I submitted this to The Current as a listener response, but the following Thursday was less-than-surprised when it wasn’t read on the air along with other letters.
Dr. Ken Zucker’s commentary - and The Current's discussion of 'pink' as a whole - completely missed the point as to why little girls seem to prefer the colour pink. Dr. Zucker pointed to the cognitive development of little girls and boys as accounting for the overwhelmingly disproportionate “preference” for the colour pink expressed by girls, with absolutely no acknowledgment of parents’ role in selecting and buying clothing for their children. Even the youngest baby girls or boys are increasingly decked out in clothing that is gendered to the point of ridiculousness (i.e., infant-sized Carhartt overalls and Harley Davidson leather jackets for baby boys, frilly and flowery ‘head bands’ for infant girls who do yet have any hair to be elaborately styled). All of this has nothing to do with children’s “preferences”. Dr. Zucker insisted that the noticeable decrease in children’s adherence to the pink/blue girl/boy dress code as they grow can be attributed to their cognitive abilities becoming “more flexible” with age when, in fact, it could just be that they are finally able to express a degree of agency and resistance to pink and blue.
Moreover, Dr. Zucker completely ignores the research-tested reality of gendered harassment, violence, ridicule and isolation that befalls children who do not ‘fit in’ with the blue/pink regimes; he instead insists that children start to identify girl groups and boy groups and simply want to be part of a particular group hence the adoption of particular girl or boy behaviours. He shows no consideration of the fact that children know what happens to those who do not or who cannot contort themselves into the pink/blue boxes. This is why children participate in rigid gendering practices, and this is how adults come to see them as ‘normal’ or ‘well-adjusted’.

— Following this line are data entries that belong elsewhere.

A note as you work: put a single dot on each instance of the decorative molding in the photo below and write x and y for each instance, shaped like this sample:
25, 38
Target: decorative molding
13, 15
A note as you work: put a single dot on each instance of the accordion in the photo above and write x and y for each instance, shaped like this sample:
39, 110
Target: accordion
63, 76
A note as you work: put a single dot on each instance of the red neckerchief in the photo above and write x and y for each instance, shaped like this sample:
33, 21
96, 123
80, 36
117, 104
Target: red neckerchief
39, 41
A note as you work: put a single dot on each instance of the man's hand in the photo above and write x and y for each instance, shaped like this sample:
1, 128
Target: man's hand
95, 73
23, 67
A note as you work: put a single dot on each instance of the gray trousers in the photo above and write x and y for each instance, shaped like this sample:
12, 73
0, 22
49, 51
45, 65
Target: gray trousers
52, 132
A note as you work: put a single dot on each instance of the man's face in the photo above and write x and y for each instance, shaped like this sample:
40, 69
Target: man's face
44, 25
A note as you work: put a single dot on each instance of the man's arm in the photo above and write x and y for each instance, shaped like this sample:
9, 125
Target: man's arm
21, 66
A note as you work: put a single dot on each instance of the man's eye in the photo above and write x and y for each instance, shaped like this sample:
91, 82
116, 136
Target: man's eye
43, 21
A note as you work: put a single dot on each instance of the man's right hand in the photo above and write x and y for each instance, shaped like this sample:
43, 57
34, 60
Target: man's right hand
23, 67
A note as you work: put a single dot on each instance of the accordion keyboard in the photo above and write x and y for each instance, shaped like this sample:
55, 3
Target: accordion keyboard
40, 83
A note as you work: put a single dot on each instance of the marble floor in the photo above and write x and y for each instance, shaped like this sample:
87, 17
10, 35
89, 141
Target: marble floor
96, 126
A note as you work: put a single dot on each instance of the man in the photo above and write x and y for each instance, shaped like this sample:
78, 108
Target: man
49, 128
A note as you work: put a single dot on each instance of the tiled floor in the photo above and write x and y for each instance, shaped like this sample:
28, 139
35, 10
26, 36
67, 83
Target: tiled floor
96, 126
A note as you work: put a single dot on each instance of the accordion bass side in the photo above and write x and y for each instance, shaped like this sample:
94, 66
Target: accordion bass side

It is widely known that Dr. Zucker’s clinical method for treating children who do not/cannot fit within the gender binary involves effectively taking away their most beloved and cherished activities and possessions simply because they are for girls-not-boys or vice versa, often inducing despair and depression in hitherto happy and vibrant children whose only problems were the lethally gendered environments they had to survive on a daily basis. As a graduate student in Education and Gender Studies, I plan to combat the notion that children must be so pathologized and changed. We must instead pathologize the rigidity, hatred and fear that together maintain the absurd and convenient myth that the only normally-developing girls are the ones who sit easily in pink. Psycho-medical pseudo-interventions are not the answer.